A good IT outsourcing expert offers flexibility in terms of cost, timeline, and quality requirements. This, in turn, allows companies that need more control over their budgets and project outcomes to have more freedom in selecting vendors.
In addition, when you work with an external provider, you remain flexible because you can add or cancel different processes, online applications, and hardware and software as you see fit. The service levels are entirely your responsibility, and you can determine which resources you use from your provider.
The Disadvantages of It Outsourcing
IT outsourcing contracts can be a good strategy for companies that don’t have the resources to invest in their own IT department or a dedicated development center. However, there are also some outsourcing risks to take into consideration.
Possible loss of control
With an asset transfer to an external service provider, you don’t have full control over your data and IT operations. Your outsourcing partner may need to access some or even all of your files and records used for your business processes.
This can lead to complications if there’s a problem with the system or if you need to make changes to it – not to mention the potential security risk (e.g. data protection) if you don’t have an appropriate managed services agreement in place before you start working together.
Lack of internal expertise
If you outsource your entire infrastructure to an external provider, then you run the risk of your own in house staff having no understanding of the steps involved in the outsourcing company’s service.

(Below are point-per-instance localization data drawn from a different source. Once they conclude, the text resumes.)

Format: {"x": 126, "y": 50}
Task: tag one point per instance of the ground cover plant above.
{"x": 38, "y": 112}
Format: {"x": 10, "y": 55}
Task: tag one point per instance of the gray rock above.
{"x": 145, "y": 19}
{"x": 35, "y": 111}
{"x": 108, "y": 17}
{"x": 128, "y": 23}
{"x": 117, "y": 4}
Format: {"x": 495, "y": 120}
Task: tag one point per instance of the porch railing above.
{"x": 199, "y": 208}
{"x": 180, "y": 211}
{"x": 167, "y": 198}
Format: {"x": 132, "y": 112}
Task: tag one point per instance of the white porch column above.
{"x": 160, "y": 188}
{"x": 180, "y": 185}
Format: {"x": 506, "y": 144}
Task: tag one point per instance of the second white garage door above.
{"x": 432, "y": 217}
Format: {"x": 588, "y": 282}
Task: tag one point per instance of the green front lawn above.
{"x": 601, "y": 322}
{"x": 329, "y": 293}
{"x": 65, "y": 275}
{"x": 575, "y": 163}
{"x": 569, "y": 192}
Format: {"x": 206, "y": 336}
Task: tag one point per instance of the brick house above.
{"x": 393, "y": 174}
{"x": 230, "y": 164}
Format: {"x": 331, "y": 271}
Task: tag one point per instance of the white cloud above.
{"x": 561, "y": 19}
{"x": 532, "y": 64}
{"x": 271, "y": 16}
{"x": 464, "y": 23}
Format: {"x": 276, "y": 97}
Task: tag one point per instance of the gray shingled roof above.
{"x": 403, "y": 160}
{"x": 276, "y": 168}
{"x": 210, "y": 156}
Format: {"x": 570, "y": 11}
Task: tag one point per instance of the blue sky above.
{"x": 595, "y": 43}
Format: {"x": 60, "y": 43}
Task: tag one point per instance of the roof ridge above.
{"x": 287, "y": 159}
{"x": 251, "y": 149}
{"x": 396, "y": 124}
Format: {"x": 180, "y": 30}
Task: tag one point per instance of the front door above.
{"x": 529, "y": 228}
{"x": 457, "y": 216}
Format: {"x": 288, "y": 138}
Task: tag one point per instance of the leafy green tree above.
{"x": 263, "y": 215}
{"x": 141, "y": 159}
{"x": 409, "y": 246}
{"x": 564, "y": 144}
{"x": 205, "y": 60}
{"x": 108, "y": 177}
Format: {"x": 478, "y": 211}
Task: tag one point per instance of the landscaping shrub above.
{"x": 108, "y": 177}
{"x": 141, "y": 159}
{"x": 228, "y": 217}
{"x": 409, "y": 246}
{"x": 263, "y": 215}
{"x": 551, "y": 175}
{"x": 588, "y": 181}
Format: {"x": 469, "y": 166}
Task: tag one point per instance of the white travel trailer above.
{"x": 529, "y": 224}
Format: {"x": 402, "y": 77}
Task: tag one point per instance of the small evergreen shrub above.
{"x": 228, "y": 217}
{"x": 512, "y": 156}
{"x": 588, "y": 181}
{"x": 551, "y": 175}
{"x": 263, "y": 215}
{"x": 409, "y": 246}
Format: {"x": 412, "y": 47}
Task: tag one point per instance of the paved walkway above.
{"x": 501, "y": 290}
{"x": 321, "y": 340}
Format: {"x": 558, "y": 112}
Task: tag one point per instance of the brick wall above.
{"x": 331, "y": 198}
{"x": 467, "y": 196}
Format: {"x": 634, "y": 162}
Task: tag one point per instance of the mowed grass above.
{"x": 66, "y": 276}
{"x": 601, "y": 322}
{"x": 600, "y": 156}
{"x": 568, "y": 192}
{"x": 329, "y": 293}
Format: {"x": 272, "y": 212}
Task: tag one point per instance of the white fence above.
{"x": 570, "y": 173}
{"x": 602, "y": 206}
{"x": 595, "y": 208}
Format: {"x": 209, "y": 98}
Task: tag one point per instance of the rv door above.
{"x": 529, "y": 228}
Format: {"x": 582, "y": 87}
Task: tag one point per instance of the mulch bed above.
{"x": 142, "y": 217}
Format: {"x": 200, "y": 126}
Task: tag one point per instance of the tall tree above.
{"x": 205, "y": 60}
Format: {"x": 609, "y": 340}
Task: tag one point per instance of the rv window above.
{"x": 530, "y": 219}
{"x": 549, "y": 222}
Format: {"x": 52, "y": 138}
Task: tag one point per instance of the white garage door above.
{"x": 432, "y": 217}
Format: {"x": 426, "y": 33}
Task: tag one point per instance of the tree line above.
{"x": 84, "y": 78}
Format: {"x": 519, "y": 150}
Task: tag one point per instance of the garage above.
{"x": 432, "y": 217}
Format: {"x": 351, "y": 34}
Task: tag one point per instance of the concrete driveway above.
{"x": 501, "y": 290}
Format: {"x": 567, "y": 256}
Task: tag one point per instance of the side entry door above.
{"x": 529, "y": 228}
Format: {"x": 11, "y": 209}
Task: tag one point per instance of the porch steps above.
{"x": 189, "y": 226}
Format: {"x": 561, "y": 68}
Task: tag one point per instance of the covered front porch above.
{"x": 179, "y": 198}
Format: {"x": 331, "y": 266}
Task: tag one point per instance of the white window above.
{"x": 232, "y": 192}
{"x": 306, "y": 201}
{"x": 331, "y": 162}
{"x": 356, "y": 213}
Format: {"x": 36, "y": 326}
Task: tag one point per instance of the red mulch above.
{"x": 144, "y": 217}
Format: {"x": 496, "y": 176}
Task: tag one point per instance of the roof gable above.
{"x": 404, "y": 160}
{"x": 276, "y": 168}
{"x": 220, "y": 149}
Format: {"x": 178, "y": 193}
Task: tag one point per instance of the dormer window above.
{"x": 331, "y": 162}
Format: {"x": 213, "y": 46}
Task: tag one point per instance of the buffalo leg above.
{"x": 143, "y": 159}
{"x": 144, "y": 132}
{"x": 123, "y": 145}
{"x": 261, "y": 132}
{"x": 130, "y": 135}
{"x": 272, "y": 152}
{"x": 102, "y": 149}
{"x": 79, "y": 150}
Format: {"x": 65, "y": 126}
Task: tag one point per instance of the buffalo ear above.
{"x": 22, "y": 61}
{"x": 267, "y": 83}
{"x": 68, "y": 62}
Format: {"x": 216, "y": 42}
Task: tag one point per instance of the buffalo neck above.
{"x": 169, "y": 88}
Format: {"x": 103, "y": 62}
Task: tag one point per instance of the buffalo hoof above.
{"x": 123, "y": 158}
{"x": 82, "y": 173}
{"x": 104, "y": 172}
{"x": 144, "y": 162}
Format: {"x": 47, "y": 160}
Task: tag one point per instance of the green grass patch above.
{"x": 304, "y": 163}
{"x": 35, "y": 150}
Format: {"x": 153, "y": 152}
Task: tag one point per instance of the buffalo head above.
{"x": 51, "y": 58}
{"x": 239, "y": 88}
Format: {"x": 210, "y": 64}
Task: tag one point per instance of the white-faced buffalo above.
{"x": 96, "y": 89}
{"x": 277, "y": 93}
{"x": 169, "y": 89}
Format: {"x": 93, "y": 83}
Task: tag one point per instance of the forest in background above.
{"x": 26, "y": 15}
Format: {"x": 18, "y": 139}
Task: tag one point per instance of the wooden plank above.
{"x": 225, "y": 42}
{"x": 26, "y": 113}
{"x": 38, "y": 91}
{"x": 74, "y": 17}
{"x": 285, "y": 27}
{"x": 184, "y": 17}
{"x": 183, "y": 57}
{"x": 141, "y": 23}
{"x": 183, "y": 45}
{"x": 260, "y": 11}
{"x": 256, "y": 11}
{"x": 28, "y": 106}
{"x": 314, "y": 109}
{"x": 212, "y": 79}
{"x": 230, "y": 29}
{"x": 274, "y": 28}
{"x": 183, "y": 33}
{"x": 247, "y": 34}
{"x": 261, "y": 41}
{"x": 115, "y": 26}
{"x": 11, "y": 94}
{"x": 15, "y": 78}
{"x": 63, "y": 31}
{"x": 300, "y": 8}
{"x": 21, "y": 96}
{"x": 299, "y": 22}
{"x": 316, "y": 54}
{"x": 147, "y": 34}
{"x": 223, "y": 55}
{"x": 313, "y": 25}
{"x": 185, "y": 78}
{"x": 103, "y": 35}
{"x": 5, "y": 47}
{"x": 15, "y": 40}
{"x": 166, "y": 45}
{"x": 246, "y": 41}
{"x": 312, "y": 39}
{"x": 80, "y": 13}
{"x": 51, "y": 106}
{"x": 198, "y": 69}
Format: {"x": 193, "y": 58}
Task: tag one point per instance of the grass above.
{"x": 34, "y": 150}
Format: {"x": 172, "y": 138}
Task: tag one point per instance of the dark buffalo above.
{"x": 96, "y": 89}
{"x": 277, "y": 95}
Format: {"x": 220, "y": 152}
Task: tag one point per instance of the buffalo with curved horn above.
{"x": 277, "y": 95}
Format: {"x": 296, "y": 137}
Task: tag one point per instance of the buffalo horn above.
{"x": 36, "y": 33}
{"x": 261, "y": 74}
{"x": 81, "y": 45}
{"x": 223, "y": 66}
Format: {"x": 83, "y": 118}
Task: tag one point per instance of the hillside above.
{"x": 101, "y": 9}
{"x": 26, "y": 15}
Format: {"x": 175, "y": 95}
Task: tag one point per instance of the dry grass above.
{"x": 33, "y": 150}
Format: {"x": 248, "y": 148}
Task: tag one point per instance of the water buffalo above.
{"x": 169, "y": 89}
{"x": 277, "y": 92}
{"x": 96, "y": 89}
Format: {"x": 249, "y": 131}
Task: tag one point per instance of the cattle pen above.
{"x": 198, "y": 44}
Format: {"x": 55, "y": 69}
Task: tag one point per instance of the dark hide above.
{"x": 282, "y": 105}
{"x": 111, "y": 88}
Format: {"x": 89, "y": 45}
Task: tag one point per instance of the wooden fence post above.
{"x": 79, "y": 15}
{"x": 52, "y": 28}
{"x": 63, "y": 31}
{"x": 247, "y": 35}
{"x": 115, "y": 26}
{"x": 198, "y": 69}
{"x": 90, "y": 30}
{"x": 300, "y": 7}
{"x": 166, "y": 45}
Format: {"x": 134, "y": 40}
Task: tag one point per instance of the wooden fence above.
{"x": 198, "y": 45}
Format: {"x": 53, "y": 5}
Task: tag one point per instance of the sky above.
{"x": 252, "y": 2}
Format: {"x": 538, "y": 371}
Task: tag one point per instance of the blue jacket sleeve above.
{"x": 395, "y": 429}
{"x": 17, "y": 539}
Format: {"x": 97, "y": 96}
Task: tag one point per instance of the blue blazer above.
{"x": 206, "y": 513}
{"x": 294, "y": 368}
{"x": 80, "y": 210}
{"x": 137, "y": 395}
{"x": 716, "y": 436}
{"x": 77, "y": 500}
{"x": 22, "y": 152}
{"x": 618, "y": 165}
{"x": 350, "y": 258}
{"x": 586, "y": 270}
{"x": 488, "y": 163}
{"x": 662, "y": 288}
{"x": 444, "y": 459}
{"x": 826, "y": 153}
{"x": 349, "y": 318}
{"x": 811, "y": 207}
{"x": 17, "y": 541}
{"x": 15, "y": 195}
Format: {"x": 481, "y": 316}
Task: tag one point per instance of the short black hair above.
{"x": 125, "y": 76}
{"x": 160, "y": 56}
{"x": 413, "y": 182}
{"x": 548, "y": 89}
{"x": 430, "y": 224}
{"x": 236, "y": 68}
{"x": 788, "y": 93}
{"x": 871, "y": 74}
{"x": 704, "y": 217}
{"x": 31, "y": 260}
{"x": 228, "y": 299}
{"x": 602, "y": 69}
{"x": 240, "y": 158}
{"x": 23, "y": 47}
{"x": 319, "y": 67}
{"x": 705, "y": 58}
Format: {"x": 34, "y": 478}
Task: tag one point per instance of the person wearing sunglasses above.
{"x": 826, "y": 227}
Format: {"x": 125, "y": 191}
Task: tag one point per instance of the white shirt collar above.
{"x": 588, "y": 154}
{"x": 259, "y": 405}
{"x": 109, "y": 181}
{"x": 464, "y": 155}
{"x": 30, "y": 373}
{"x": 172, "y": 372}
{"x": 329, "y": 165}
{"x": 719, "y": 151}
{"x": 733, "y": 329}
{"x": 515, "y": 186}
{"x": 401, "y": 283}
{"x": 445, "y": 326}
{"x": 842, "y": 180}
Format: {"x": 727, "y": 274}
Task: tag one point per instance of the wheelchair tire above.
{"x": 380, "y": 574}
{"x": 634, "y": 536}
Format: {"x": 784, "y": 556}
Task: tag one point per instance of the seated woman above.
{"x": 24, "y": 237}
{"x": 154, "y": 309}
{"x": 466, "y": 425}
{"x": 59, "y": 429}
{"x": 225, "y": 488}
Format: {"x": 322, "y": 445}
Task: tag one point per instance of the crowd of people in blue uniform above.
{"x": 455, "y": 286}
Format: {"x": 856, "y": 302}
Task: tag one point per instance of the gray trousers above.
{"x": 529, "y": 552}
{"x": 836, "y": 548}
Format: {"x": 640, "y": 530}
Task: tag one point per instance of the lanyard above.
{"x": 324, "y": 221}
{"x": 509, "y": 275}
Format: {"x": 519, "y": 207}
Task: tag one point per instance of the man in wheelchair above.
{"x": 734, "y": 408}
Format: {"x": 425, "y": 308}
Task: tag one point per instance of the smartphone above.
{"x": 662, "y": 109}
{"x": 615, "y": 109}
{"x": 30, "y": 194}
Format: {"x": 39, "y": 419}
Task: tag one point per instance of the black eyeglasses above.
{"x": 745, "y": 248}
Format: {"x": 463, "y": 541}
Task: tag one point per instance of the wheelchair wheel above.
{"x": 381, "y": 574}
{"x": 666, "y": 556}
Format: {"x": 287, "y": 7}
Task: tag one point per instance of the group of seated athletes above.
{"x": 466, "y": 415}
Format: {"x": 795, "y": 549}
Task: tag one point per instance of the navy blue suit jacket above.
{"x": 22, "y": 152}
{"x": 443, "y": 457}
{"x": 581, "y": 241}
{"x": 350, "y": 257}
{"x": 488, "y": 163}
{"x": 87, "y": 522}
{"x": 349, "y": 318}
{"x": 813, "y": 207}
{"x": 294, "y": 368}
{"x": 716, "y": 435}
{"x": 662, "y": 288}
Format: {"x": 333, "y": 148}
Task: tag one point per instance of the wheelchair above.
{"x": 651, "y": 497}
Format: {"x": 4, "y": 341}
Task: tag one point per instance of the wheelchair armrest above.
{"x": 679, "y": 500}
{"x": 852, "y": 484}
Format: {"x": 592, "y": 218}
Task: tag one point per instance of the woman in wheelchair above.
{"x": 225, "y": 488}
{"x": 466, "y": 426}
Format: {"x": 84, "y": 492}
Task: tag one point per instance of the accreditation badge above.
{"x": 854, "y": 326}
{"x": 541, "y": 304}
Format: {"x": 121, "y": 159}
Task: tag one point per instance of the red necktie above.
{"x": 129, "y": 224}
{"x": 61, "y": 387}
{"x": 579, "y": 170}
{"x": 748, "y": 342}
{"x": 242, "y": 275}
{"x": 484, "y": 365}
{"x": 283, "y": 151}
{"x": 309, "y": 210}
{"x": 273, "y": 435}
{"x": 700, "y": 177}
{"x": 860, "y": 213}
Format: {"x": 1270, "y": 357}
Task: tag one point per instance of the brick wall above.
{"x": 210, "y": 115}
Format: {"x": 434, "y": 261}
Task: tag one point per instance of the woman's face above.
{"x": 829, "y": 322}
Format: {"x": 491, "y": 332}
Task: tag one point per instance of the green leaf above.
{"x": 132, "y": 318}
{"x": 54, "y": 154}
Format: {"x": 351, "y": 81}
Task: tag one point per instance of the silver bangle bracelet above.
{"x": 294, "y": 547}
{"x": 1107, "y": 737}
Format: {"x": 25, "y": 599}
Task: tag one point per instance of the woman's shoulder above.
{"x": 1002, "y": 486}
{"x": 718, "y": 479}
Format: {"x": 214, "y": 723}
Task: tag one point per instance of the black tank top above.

Thus, your team is completely dependent on the outsourcing provider’s work. This can become an issue at the latest if you ever need support outside business hours or if you cannot be helped directly with a question.
Lack of transparency
When service providers take on the responsibility of managing your data center operations or providing other services, they have access to sensitive data about your business operations – but you don’t necessarily know what security measures the outside company has implemented.
Of course, you can ask the outsourcing provider about these issues appropriately before you start working with them and have them present you with a strategy for handling sensitive data, but internal operations will still likely remain inaccessible to you as the client.
Conclusion: Outsourcing Can Pay Off
In summary, IT outsourcing is a great way to save money, gain flexibility and move projects forward. It also allows companies to focus on their core competencies while providing high-quality IT services.
However, when doing so, you should take certain safeguards to protect yourself when working with an external provider and not become completely dependent.